Dear Editor,
Polycythemia vera (PV) is a myeloproliferative neoplasm (MPN) marked by hyperproliferation of all myeloid cell lineages and characterized by activated JAK-STAT signaling due to an activating mutation in JAK21. Disease-driving pathogenic changes in MPNs are thought to arise in hematopoietic stem cells (HSCs) that give rise to the diseased clonal progeny2,3. We recently developed a new data-independent acquisition (DIA) mass spectrometry (MS) technology for rare human hematopoietic stem and progenitor cell (HSPC) subpopulations4. This DIA-MS proteomic analysis was applied to human hematopoietic stem/multipotent progenitor cells (HSC/MPPs) and common myeloid/megakaryocyte-erythrocyte progenitors (CMP/MEPs) isolated from 123 blood samples of 18 PV patients and 21 controls (Supplementary Table 1). The proteomic dataset was complemented with RNA-sequencing data of the same patient and control samples.
Comparing the proteomic and transcriptomic datasets in the corresponding patient and control samples demonstrated mainly positive correlations: 70% of genes had positive Spearman’s correlation coefficients for protein and RNA expression. In line with our previous observations in HSC/MPPs of healthy stem cell donors4, 30% of genes with altered expression in PV patients and their controls demonstrated negative correlation coefficients for protein and RNA expression, indicating additional information gained by proteomic compared to transcriptomic data.
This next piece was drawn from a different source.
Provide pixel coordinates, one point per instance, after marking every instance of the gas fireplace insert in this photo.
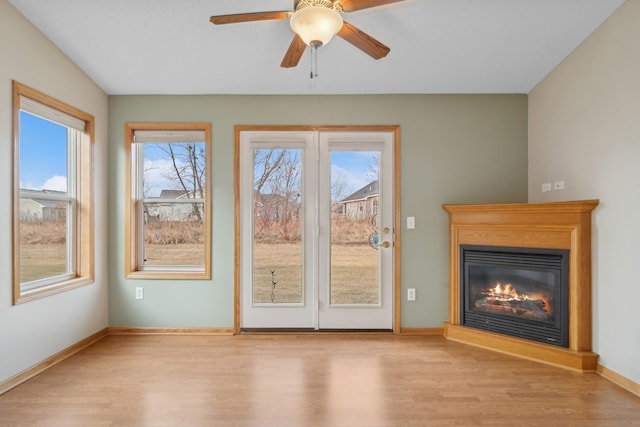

Downregulation of megakaryocyte differentiation and upregulation of cell proliferation in PV HSPCs and its reversal upon treatment with hydroxyurea (HU)
To further examine the added information provided by protein compared to RNA expression data, we performed enrichment analyses for gene ontologies in HSPC subpopulations of PV patients on protein and RNA levels. Megakaryocyte differentiation and regulation was significantly downregulated in untreated PV patients at the protein level, but not at the RNA level in all HSPCs analyzed (Fig. 1A with individual gene ontology protein members shown in Fig. 1B). Similarly, RNAs and proteins implicated in DNA replication and G1/S transition of the mitotic cell cycle were discordantly regulated in HSC/MPPs of untreated PV patients (Fig. 1A). In contrast to the discordant protein and RNA expression in these gene sets, we observed concordant expression on the protein and RNA level for erythrocyte differentiation, regulation, development and maturation, receptor signaling via JAK-STAT, interferon-gamma signaling, cholesterol biosynthetic process, and TGFβ and MAPK signaling and regulation in HSPCs of untreated PV patients compared to controls (Fig. 1A).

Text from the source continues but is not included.